From the results of previous empirical research, a number of studies suggest that firms with collaborative research projects with universities outperform firms without such projects in terms of patent number (Zucker et al., 2002; Lockett et al., 2003; Power, 2003). Other studies assert that firms with collaborative research projects with universities have better financial performance than firms without such projects (Lockett et al., 2003; Niosi and Banik, 2005). Moreover, a firm’s investment on collaborative R&D projects with universities can enhance a firm’s growth (Lindelöf and Löfsten, 2004; Niosi and Banik, 2005). Based on the above discussion, the hypothesis can be derived as following:

Hypothesis 1: Firms with collaborative R&D projects with universities are expected to have better technological, market, and financial performance than those firms who do not have such collaborative projects.
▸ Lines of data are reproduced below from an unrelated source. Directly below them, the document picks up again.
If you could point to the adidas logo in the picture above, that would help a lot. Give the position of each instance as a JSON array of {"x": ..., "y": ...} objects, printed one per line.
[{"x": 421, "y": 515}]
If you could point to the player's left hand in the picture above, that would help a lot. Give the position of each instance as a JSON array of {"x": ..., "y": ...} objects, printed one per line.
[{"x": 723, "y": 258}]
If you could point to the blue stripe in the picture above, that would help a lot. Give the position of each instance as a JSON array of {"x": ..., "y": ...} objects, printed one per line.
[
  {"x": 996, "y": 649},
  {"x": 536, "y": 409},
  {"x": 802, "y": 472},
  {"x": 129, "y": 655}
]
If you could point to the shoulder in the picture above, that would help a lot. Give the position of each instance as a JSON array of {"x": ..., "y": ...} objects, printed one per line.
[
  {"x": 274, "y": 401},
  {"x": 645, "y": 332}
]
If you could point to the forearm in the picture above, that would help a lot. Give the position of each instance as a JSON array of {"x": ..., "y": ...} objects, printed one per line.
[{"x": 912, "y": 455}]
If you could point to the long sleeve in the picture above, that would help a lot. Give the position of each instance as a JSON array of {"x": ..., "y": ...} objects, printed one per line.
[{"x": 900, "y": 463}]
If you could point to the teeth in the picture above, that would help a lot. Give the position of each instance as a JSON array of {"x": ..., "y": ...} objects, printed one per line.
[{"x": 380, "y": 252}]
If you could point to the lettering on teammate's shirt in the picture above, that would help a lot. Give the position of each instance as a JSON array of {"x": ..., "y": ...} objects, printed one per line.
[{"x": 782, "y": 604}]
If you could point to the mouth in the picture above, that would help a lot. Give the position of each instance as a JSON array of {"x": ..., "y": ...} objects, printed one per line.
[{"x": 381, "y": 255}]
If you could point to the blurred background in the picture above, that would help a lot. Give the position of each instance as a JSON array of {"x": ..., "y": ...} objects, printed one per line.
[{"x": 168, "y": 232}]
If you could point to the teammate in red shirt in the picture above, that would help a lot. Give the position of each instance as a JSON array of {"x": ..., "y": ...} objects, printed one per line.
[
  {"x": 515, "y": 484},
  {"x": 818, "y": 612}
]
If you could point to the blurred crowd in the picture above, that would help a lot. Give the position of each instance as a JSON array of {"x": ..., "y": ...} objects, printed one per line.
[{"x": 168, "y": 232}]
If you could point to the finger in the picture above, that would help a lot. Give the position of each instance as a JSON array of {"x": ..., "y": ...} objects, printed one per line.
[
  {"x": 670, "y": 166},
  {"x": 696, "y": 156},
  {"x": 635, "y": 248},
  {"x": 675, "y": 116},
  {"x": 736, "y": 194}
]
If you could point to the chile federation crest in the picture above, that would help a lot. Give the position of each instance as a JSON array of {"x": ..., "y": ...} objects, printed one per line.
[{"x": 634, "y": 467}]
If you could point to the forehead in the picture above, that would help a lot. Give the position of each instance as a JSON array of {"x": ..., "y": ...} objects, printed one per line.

Moreover, a firm’s collaborative R&D projects with external research centers or institutions can also improve its performance. A number of empirical studies suggest that firms conducting collaborative R&D projects with external research institutions improve their technological performance (Kennedy and Holmfeld, 1989; Herbert, 1995; Blau, 1999). However, very few studies attempts to examine whether collaborative R&D projects with external research centers or institutions can improve a firm’s market of financial performance not. In this research, I like to examine whether collaborative R&D projects with external research centers or institutions have an impact on market and financial performance. Thus, the hypothesis is derived as following:

Hypothesis 2: Firms with collaborative R&D projects with research institutions or centers are expected to have better technological, market, and financial performance than those firms who do not have such collaborative projects.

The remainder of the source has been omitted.